Magen Am, or “Nation’s Shield,” steps up to protect the Los Angeles Jewish community when the going gets tough.
By Joseph Wolkin, United with Israel
Throughout the past two weeks, protests and riots have taken over the streets of Los Angeles. From Sunset Boulevard to Hollywood Boulevard, people were tearing apart businesses, including many owned by Jewish citizens.
While the Black Lives Matter protests were mostly peaceful, thousands of people used it as an excuse for looting.
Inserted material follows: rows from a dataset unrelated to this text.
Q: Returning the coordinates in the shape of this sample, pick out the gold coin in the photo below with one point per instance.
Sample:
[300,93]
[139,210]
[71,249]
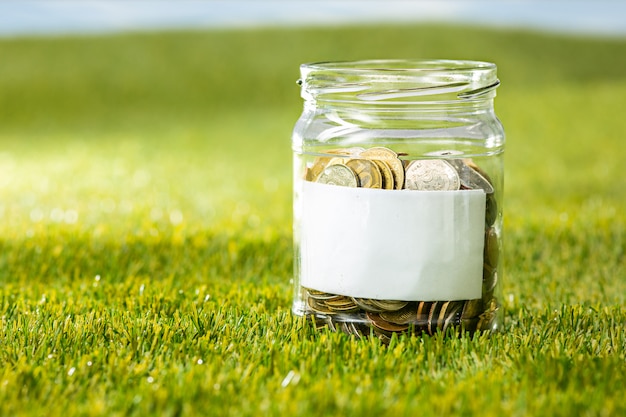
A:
[453,314]
[490,278]
[491,247]
[486,319]
[385,170]
[404,316]
[377,321]
[491,213]
[318,307]
[391,159]
[366,304]
[346,152]
[316,168]
[472,308]
[367,172]
[389,305]
[338,175]
[422,310]
[432,314]
[431,175]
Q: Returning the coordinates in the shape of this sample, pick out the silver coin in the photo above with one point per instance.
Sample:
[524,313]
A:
[338,174]
[431,175]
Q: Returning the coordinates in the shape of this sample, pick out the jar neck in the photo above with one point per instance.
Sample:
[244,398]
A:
[418,87]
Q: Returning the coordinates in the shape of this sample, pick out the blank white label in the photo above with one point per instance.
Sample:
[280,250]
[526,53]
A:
[392,244]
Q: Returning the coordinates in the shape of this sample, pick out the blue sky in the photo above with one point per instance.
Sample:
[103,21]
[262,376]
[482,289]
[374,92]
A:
[599,17]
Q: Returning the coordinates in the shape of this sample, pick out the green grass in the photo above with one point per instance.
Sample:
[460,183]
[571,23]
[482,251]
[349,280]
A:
[145,231]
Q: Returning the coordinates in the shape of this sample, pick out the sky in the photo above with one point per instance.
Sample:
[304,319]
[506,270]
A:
[53,17]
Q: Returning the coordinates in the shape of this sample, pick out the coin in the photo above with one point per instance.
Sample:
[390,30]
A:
[385,325]
[338,175]
[318,307]
[432,314]
[366,304]
[387,175]
[472,308]
[490,278]
[405,315]
[316,168]
[491,252]
[453,315]
[431,174]
[422,311]
[347,152]
[367,172]
[491,213]
[470,178]
[389,305]
[391,159]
Shocking scenes took over social media, with many synagogues and Jewish establishments having no protection.
That changed thanks to Magen Am, which translates to “Nation’s Shield.” The security organization is “predicated on the strength of teamwork and fueled by the dedication and commitment of our members,” and that was no exception during the riots last week.
In conversation with United with Israel, Rabbi Yossi Eilfort, a Mixed Martial Arts fighter and director of Magen Am, discussed his organization’s mission and why it’s especially needed in today’s climate.
How did Magen Am first start?
“Magen Am first started when a then-stranger reached out and asked if I could help write a program to begin teaching self-defense to rabbis. Over time, we bridged the gap from self-defense to security, and just continued striving to improve.”
Why is it so important for Magen Am to provide enhanced security?
“Mumbai, Pittsburgh, Poway, Monsey… I think it’s obvious that this needs to happen for the Jewish community, and it must be an internal effort.”
How many volunteers does Magen Am have?
Last week, throughout the LA riots, Magen Am went above and beyond. What efforts did you make throughout the week?
“It was really incredible to see our teams step up over the course of the protesting and riots. Our programming has been designed around in-place security and at the shuls. While our licensing, and much of our training, is equally applicable to both scenarios, there was a lot of work from an organizational standpoint to enable us to begin responsibly carrying out a patrol/response program.
“From working out the best methods to keep in accordance with regulations to logistically getting teams out and shifts covered. Thankfully, the riots were heaviest in the beginning and quickly quieted down.
What changed for you from the start to the end of the week as the riots intensified?
“Well, we got more tired. But we also began spending more time supporting the Los Angeles Police Department and National Guard as things relaxed. There were fewer people on the street, but more officers, so we would break up our shifts bringing them cold drinks. Working in line with their recommendations is very important to us.”
You offer training for houses of worship, Chabad shluchim (emissaries) and other important programs. What is the response of people who participate in these programs?
“It’s often difficult to get people to sign up, but once they do, almost everybody enjoys training. Most people don’t realize that there are whole worlds of information in the different fields of training. The biggest thing we teach is communication — probably why we were able to deter and deescalate every call that came in this week — which really can benefit everybody.”
How important is it for synagogues to have this type of training?
“Personally, I think it is critically important. There are many wonderful training organizations out there. It’s important to look at the whole picture: Preparation/planning, different types of emergency situations, and stages of recovery.
“We learned from the Poway attack how important it is to have a plan for security, but also mental health treatment, babysitting, meal trains, insurance… simple activities become incredibly difficult, and it takes the broader community to help with the recovery. For us, the licensing and legal ability to act as security is a most critical piece that cannot be overlooked.”
Is the organization living up to its name?
“I think it’s quite simple. We are there to offer layered protection, made up of the community (nation), but we are not just a ‘guard.’ A shield requires the one seeking defense to hold it up. We’ve provided the community with an ability to protect itself.”